Components manufactured from Zirconia Toughened Alumina (ZTA) show considerable improvement in strength and toughness over alpha alumina engineering ceramics. The increase in strength and toughness in ZTA is attributable to the stress induced transformation toughening mechanism which is introduced with the addition of optimized amounts of fine zirconia particles dispersed thoughout the alumina body.

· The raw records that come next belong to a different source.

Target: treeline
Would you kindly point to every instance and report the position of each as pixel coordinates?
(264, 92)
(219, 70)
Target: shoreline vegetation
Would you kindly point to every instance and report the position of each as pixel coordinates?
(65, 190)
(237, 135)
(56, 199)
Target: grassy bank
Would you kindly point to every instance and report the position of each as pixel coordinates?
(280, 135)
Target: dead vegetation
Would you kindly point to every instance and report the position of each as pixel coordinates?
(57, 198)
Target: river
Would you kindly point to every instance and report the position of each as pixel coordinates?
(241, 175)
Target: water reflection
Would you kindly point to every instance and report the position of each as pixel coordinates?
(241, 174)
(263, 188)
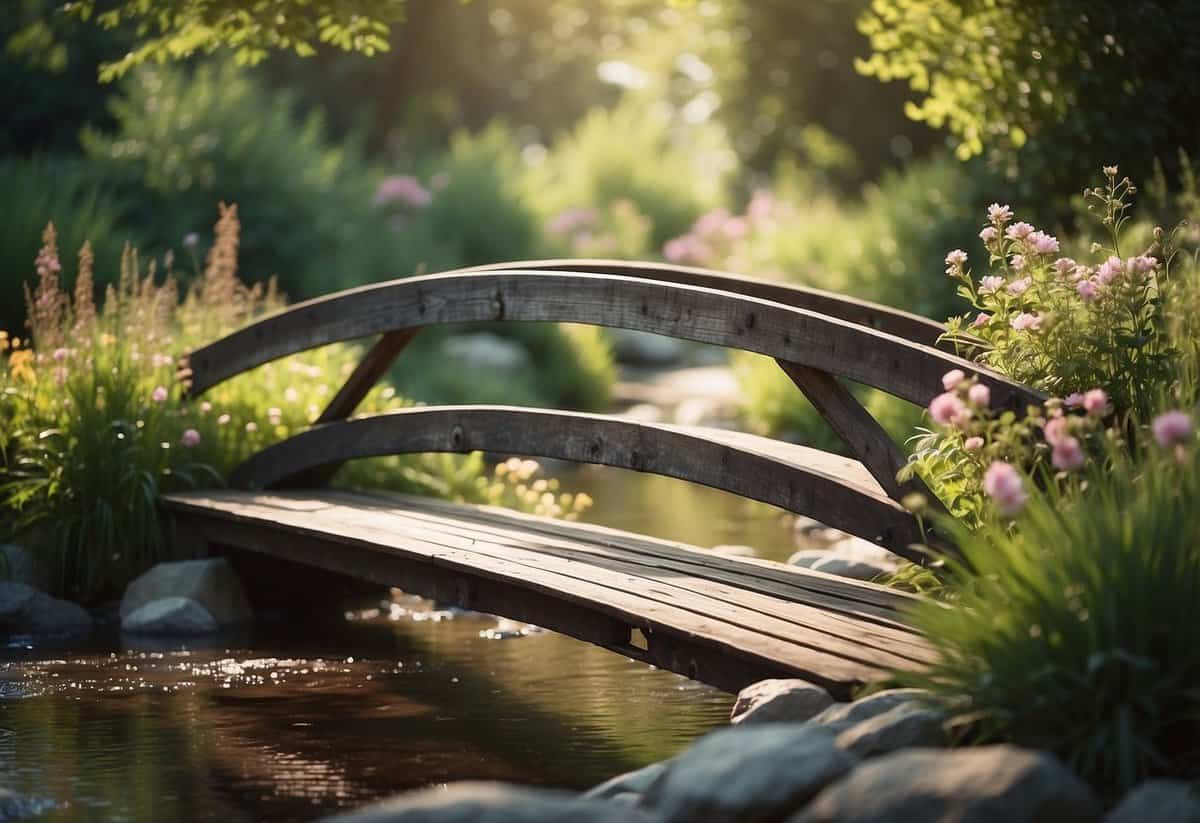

Typical zirconia content is between 10% and 20%. As a crack grows through the ceramic, the crystal structure of the zirconia particles in the region of the crack changes from the metastable tetragonal phase to the stable monoclinic phase. The change increases the volume of the particles by about 3-4% and generates compressive stresses in the alumina matrix. This process closes the crack; although it does not ‘heal’ the damage, it does act as an energy barrier to further crack growth. The addition of zirconia to the alumina matrix increases fracture toughness by two times and can be improved by as high as four times, while compressive & flexural strength can be more than doubled.